Fumiaki Suzuriya’s A-bomb experience included in this year’s Peace Declaration

by Yuichi Ishii, Staff Writer

Each morning, Fumiaki Suzuriya, 82, feels dizzy and fatigued. At these moments the fact that he is an A-bomb survivor becomes unavoidable. “I want to be healthy,” he says. “Why couldn’t I have led a normal life?” This has long been his hope. A portion of his A-bomb account, which he described in seven pages, has been quoted for the Peace Declaration, which Hiroshima Mayor Kazumi Matsui will read aloud during the city’s Peace Memorial Ceremony on August 6.

Mr. Suzuriya was 14 years old at the time of the bombing, a second-year student at Hiroshima Prefectural Technical School (now, Hiroshima Prefectural Hiroshima Technical High School). He was exposed to the bomb’s heat rays while waiting to begin some work for the war effort in the Minamikanon district (part of present-day Nishi Ward), where he lived. The left half of his body was badly burned, but he tore off the skin peeling away from his leg and rescued his two brothers who were trapped under their collapsed house.

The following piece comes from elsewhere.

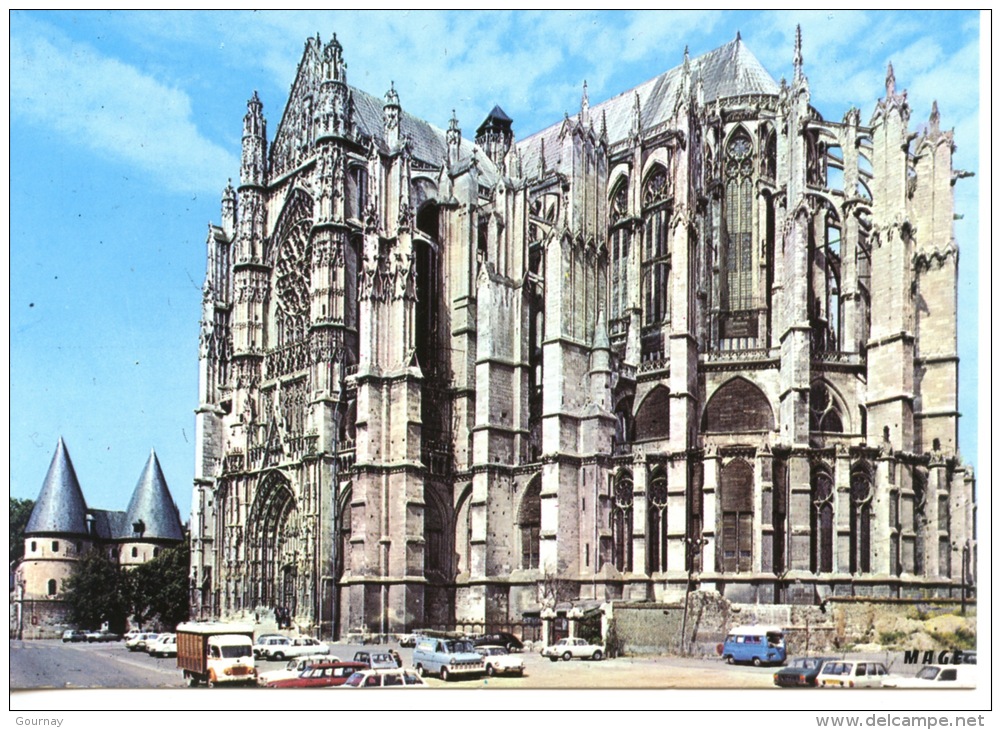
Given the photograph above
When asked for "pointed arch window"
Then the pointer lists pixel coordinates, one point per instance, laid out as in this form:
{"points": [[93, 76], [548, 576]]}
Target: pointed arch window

After the bombing, he was bedridden for six months. Though his wounds healed, he was appalled at his reflection in the mirror: he was bald and his neck was swollen with red burn scars. “I was thrown into a pit of despair,” he said.

After graduating from high school, he began working for a chemical maker in the city of Otake. When he joined the company, he was healthy enough to play baseball. “But the damage caused by radiation was lying there hidden inside my body,” he recalled.

In his late 20s, he began feeling fatigued and his appetite was poor. He was in and out of the hospital because of severe anemia. When he was 56, he underwent surgery for skin cancer. “I don’t want young people to go through the same painful experiences,” thought Mr. Suzuriya. Two years ago, he started sharing his experiences at a junior high school in Shunan, Yamaguchi Prefecture, where he now lives.

On August 6, he will watch the Peace Memorial Ceremony on TV at home with his wife Emiko, 81. “If the people of the world could just share love for the Earth and love for all people, an end to war would be more than a dream,” is a message from Mr. Suzuriya that will be read aloud. “The scope of my activity is limited,” he said. “But the Peace Declaration will be delivered to the world. I’m pleased beyond measure.” Mr. Suzuriya is resolved to continue conveying his message of peace to the world.